Upper-income investors whose parents were extremely or very active volunteers reported giving $8,203 to charity in the past year, compared with $5,482 for those whose parents were only somewhat active and $4,179 for those whose parents were not active.

“Parents want their children to be good citizens and active in giving back,” Renner said. “When parents are more active in volunteering and giving back, their children will most likely continue that trend.”

Reasons for Giving

Why do upper-income investors volunteer or donate money? Seventy-eight percent of survey participants said they strongly believed in the causes they support, 71% said they wanted to make a difference and 62% said they simply enjoyed helping others.

Beyond these fundamental motives, 56% of respondents rated having a personal connection to the issues or organizations they are involved with as a major reason for their giving. According to the survey, examples of these associations were health-based charities, membership in a nonprofit group or a person’s alma mater.

In addition, 37% of upper-income investors said they had donated time or money as a way to give back for help they had received in the past from others.

Other key reasons for charitable giving or volunteering pertained to a sense of duty: 38% said they felt a moral obligation because of their financial position and 34% wanted to set an example for their children. Only 21% cited a religious commitment or obligation.

A quarter of respondents said a major reason they donated or volunteered was that their parents or other family members had taught them to do so. Half as many cited being asked by someone they knew or worked with as a major reason. Only 2% said social pressure was as important.

Nearly half of respondents acknowledged that taxes were at least a minor reason for their giving, but just 7% said tax savings was a major reason.

When investors were asked which financial values were important to them, men and women placed equal importance on basic money management goals. However, 64% of women attached high importance to donating to help others, versus 56% of men.

The gender gap was starker with respect to wanting the companies they invest in to have the right values — a 20-point difference — and for those companies to have a positive societal impact — 23 points.

Women also were likelier than men to say it was highly important that their children donate to charity — 74% of women versus 60% of men — as well as volunteer in their community — 68% versus 51%.

And 74% of women said they donated because they enjoyed helping others and 44% felt it was their moral obligation, compared with 54% and 34% of men.

According to Renner, these findings are typical: “Most women are hardwired for nurturing and want their children to represent compassion and empathy in their actions. That’s not to say men don’t want the same for their children. However, women tend to be very vocal about this.”

‘Philanthropic Inflation’ 

Twenty-three percent of upper-income investors in the survey said they did not give more because their donation was not enough to make a difference. Greater doubts about impact were evident in another response, however: 58% said they wished their charitable efforts had had more impact, and 42% were satisfied that they were having enough impact.

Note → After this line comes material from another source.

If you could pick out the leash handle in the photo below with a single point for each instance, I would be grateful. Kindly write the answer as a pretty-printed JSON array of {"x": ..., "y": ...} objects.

Sixty-four percent of women versus 53% of men said they wished their charitable activity had more impact. “They worry about this idea of ‘philanthropic inflation,’ where the dollar doesn’t go as far as they’d like toward creating change,” Renner said.

Although savings goals and paying bills competed with making donations, upper-income investors still expected to give back, with two-thirds of survey respondents saying they expected to donate more in the future.

Of these investors, 73% mentioned saving for retirement as the main expense that prevented them from donating more, followed by 60% each who cited household bills and living expenses.

Another 40% cited debt or loan payments, 35% paying for a child’s college or 11% providing support to an adult child as the main reasons for not donating as much now as they would like.